Written by: Laurie Craig, Karen McCullah Lutz, Kirsten Smith, Jennifer Heath, Michelle J. Wolff
Starring: Anne Hathaway, Hugh Dancy, Cary Elwes, Vivica A. Fox, Joanna Lumley
When a story gets retold many times throughout the years, adding a different spark to it can freshen it up in unexpected ways. Ella Enchanted attempts to do just that with its whimsical take on the story of Cinderella. While using a noble idea to make this one stand out, its premise falls apart far too easily in ways defeating the entire purpose of the story.
Unfortunately given the gift of obedience from a fairy, Ella of Frell (Anne Hathaway) physically must do everything she’s told no matter how silly the request. In her pursuit to find the fairy to take back this “gift,” Prince Charmont (Hugh Dancy) prepares for his coronation as king while his obviously evil uncle, Sir Edgar (Cary Elwes) plans for a way to keep his power.
Rewatching this film for my review came with the challenge of nostalgia getting in the way of some semblance of objectivity. However, experiencing the lack of quality displayed in this shocked me to believe how much I enjoyed this film growing up. Ella Enchanted has plenty to be attractive as a story for young children as it brings the story of a classic princess tale and mixes some modernity into it along with the integration of some popular music. A supposed fresh tale of this beloved story. I could go along with it if not for the rule placed upon the narrative of Ella being forced to do anything someone says as she’s cursed with obedience. This means if someone tells her to jump off a bridge, her body will forcibly do that. We can certainly see how this can be abused.
On its best day, this film can be seen as a good fable on consent, which is appreciated, especially with the lack of education on this concept. However, as a narrative device it twists itself around in so many directions where by the end, the point of the curse loses all meaning. This could have been so much better if they ran with all the cookiness this story had to offer but this curse takes far too much of the narrative that it ultimately weighs down dramatically. As it follows the story of Cinderella, Ella loses her loving mother. Commanding Ella to never tell anyone about this curse because others will abuse it becomes one of the final words they share. Due to the curse, throughout the entire film, she cannot tell anyone why exactly she must do everything she’s told to do. A wish by a caring mother, which only becomes a huge detriment to her daughter seeing as even someone as unintelligent as one of the evil stepsisters, Hattie (Lucy Punch) figures this out within days of meeting Ella.

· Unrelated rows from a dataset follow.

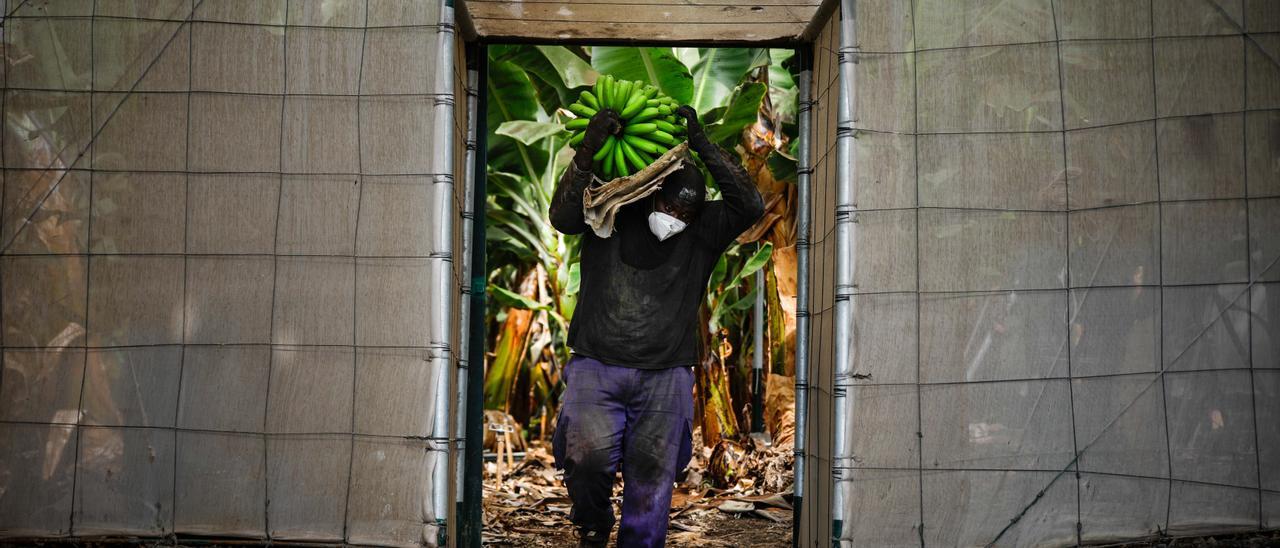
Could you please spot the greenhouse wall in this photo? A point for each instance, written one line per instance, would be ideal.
(225, 228)
(1065, 293)
(814, 528)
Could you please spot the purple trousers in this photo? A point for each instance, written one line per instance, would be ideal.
(638, 418)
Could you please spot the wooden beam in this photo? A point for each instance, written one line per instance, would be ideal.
(484, 12)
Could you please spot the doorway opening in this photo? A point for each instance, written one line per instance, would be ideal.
(737, 488)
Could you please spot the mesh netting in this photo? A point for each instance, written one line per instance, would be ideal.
(219, 249)
(1064, 301)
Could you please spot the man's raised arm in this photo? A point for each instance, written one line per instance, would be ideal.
(743, 202)
(566, 209)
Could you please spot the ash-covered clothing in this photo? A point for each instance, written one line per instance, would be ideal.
(639, 418)
(639, 298)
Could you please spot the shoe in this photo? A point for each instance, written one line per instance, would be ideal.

This leaves Ella ripe to be taken advantage of without having the ability to share with others what this curse does. Now, plot holes in stories should not be the ultimate arbiter of quality but when a premise contains so many flaws to the point where none of it makes sense, the meteor-sized plot hole needs to be addressed. With Ella’s mother giving this command that essentially can never be broken, as proven by the film, this puts the protagonist in the position to be helped by others who already know about the curse. This is where Mandy (Minnie Driver) comes in. Serving as a platonic(?) friend of Ella’s mother, she witnesses the curse being placed on Ella and the power it has over her. Seeing as the mother can give her a perpetual command she must follow, it seems quite obvious Mandy could do the same in order to protect her. Perhaps “Hey Ella, when people tell you to do things, only do them if you want to.” A command that would essentially override every other command she receives. That’s the plot hole that ultimately ends the story and would have landed better with the consent idea they wanted to touch on. However, the movie wanted to be a movie so we got this nonsense.
One of the more fun aspects Ella Enchanted brings comes from the inclusion of plenty of mythical creatures like ogres, giants, and elves. These creatures fall under the tyranny of Sir Edgar, essentially serving as slaves, which does not entirely work seeing as nothing gets established as to why humans have power over these creatures. With the simple ease two giants have in helping ram through the kingdom, I’m sure a whole colony of them can fend off the practically worthless human soldiers. Regardless, they serve as a vehicle to display the discrimination taking place in the kingdom and ultimately showing Prince Charmont the corruption being done by his uncle and how he needs to step up. It ultimately becomes about him listening to the people he rules over even if it never gets established why they need to follow what these puny humans say.
The cute modernization of this story certainly becomes the crux of what wins many over with this story as it contains some fun gags. One being the man-powered escalator and the idea of Prince Charmont being a celebrity with young women much like Harry styles where he would be ferociously chased. The inclusion of songs by Elton John, Queen, and other famous artists fit seemingly into the story and ultimately dominated much of my impression of this movie when growing up. It certainly makes for some fun sequences in the film. However, all of this falls as very minor positives as compared to the overall narrative failure of this story.
While ambitious in some respects, Ella Enchanted simply does not hold up by any means when looked at with even the simplest of critical lenses. It takes some interesting swings and has a charming couple at the center of it portrayed by Anne Hathaway and Hugh Dancy. It still spends far too much time with a curse that constantly contradicts itself and only works when narratively convenient for the story. A film I’m glad I revisited as an adult to give me a fresh perspective on its tragic faults.